During USPTO patent prosecution, long-felt need evidence is submitted via a DECLARATION under 37 C.F.R. § 1.132 (declaration to traverse rejection). COMPONENTS OF A § 1.132 DECLARATION FOR LONG-FELT NEED: (1) DECLARANT — the declaration should be from a person with first-hand knowledge of the technical field and the problem; typically the inventor, a technical expert, or an expert witness who can speak to the field's history; the declarant must have personal knowledge and be willing to testify under oath; (2) IDENTIFICATION OF THE PROBLEM — clearly define the technical problem the claimed invention solves; cite prior art publications that document the problem; (3) TIMELINE OF THE NEED — establish when the problem was first recognized in the field; cite the earliest publications acknowledging the problem; establish the time span from first recognition to the filing date; (4) EVIDENCE OF FAILED PRIOR ATTEMPTS — cite specific prior art attempts to solve the problem that were inadequate; if the declarant personally was involved in failed attempts, describe them; (5) EXPLANATION OF NEXUS — specifically explain how the claimed invention solves the long-felt need; identify which claim elements provide the solution; (6) INDUSTRY RECOGNITION — if available, include evidence that the invention received praise from others in the field as a breakthrough solution. TIMING: submit the § 1.132 declaration along with the response to the obviousness rejection; do not wait until after appeal; late submission may be rejected as untimely or given less weight.

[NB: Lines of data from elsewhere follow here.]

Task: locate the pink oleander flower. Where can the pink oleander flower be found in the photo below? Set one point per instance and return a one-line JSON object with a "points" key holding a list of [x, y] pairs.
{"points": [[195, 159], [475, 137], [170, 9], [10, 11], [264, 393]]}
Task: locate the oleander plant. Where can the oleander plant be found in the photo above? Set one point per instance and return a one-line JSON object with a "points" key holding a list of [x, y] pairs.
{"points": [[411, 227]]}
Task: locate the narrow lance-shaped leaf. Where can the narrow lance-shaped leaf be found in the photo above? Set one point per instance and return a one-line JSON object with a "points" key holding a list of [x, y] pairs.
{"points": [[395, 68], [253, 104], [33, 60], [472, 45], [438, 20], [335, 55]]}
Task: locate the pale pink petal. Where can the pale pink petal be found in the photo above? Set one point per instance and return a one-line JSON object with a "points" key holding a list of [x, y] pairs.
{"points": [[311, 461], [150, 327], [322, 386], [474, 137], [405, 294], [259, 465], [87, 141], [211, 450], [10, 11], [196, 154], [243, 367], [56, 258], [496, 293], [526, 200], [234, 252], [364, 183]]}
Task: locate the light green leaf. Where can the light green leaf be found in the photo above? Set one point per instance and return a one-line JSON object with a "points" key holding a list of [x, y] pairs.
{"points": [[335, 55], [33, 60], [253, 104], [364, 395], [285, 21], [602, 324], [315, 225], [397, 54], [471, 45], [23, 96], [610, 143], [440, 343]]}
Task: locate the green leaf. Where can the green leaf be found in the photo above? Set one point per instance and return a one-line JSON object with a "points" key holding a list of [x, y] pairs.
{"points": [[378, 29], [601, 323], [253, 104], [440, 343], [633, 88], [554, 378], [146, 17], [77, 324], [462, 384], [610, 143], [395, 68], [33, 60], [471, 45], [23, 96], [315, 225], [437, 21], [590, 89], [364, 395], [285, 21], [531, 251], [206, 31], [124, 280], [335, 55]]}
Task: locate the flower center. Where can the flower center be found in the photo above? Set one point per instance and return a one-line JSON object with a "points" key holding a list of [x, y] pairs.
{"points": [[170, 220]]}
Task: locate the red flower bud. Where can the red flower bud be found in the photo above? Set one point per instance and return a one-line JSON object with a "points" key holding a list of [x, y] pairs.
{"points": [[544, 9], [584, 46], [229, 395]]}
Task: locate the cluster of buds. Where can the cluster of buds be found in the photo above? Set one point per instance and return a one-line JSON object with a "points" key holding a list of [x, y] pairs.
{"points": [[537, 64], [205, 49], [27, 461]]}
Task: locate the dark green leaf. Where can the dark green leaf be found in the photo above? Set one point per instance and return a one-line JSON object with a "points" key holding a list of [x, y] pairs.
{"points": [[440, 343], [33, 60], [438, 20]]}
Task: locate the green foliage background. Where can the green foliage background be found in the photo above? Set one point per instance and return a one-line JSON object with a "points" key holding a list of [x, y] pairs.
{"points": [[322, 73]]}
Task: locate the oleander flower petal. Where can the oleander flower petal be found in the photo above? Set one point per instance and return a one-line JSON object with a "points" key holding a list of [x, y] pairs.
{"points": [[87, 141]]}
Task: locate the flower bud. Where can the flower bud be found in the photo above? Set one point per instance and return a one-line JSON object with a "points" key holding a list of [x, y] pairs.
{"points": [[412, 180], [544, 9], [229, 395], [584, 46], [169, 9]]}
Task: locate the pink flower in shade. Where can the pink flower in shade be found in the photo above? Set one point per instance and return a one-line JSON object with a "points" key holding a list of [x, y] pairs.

What is the difference between long-felt need, failure of others, and unexpected results?
These three secondary considerations are related but distinct: LONG-FELT NEED — focuses on the duration and recognition of the problem; the question is: did the field recognize this problem for a long time without solving it? Evidence: prior art publications acknowledging the problem; industry conferences discussing the unmet need; competitors' research programs directed at the problem. FAILURE OF OTHERS — focuses on the active but unsuccessful attempts to solve the problem; the question is: did skilled artisans try to solve this problem and fail? Evidence: prior art patents and publications showing attempted solutions that didn't fully work; abandoned research programs; expert testimony about known limitations of prior approaches. The two are often combined because they reinforce each other: long-felt need suggests a problem exists; failure of others explains WHY it persisted despite recognized need. UNEXPECTED RESULTS — focuses on the quantitative or qualitative superiority of the claimed invention's solution compared to what a POSITA would have expected; the question is: does the invention work BETTER than expected? Evidence: comparative testing data showing the claimed invention dramatically outperforms prior art; data submitted in a § 1.132 declaration. KEY DISTINCTION: long-felt need and failure of others are FORWARD-LOOKING (history before the invention); unexpected results is RETROSPECTIVE (what the invention achieves vs. what was expected). Together, they paint a comprehensive picture: the problem was known, efforts to solve it failed, and when the solution was found, it exceeded expectations — all indicators that the solution was not obvious.